Changing Image Size during training!

divyansh · January 28, 2018, 11:20am

Hi,

I am trying to implement changing image size during training in my own implementation(i.e not by fastai lib). But whenever I change the size it gives error of size mismatch.
I want to know how @jeremy implemented this functionality in the fast.ai library .

Thing I want to accomplish.
I want to train the same model with different batch sizes i.e (224X224), (150X150), (100,100), (64,64).

How can I do it for my implementation?

radek · January 28, 2018, 11:53am

You need to make the NN not care about input size at some point. Global pooling or fully convolutional NNs are two examples of that

Check out also the implementations of adaptive pooling layers in the fastai library.

I might be wrong on this one and can’t verify atm but I think any model for transfer learning from the library will give you that.

divyansh · January 28, 2018, 12:14pm

I thought the default models present in torchvision handled this for us! Am I wrong?

machinethink · January 28, 2018, 12:45pm

Some might but not all. The VGG model in torchvision expects the output of the convolutional layers to be 7 x 7 pixels tall and wide. This model expects a 224x224 image as input and scales it down 5 times.
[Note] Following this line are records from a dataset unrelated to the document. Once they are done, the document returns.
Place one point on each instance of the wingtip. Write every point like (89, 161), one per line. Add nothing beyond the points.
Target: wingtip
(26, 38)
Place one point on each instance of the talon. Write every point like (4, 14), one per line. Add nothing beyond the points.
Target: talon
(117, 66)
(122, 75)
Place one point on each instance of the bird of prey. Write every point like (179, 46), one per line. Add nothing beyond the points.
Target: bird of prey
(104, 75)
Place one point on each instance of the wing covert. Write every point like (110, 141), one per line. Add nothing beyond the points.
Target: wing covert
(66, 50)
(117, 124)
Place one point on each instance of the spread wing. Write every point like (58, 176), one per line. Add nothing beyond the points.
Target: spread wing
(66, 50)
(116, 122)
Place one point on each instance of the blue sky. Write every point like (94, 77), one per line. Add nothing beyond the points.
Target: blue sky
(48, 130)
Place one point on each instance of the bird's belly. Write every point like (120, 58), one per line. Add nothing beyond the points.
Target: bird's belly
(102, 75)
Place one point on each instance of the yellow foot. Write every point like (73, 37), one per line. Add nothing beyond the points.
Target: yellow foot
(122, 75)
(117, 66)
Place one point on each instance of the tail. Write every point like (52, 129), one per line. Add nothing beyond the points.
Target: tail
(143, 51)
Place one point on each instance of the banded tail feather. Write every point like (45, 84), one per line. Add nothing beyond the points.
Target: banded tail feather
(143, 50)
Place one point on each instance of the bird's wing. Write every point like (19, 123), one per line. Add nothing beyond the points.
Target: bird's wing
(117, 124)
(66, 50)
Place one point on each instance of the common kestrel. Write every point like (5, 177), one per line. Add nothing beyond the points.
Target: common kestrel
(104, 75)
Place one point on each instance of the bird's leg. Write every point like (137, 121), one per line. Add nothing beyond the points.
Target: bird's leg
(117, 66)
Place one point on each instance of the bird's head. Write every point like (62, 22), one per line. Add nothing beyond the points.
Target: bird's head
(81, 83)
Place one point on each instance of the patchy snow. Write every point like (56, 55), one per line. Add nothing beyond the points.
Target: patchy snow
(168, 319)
If you start with a 150x150 image, then 150/2^5 = 4 (rounded down), and the conv layers output an image of size 4 x 4. That does not match the size expected by the linear layers that follow the conv layers.

In general, only models that apply some form of adaptive pooling before the linear layers, or models that do not use linear layers at all, will accept input images of any size. And even then you can get into trouble, since for very small input images the pooling/resizing steps may end up giving you an image of 0 x 0 pixels, which will result in an error message.

niazangels · January 28, 2018, 1:27pm

I believe fully convolutional models are the answer to your question. Instead of using Dense layers/Fully connected layers, you can use 1x1 convolution to get the same effect.
Jeremy talks a bit about this in the course, and you can find a more detailed explanation in Andrew Ng’s course:

divyansh · January 28, 2018, 1:30pm

how was then jeremy able to train the model on 64 X 64 images and 200 X 200 in deep learning part1v2.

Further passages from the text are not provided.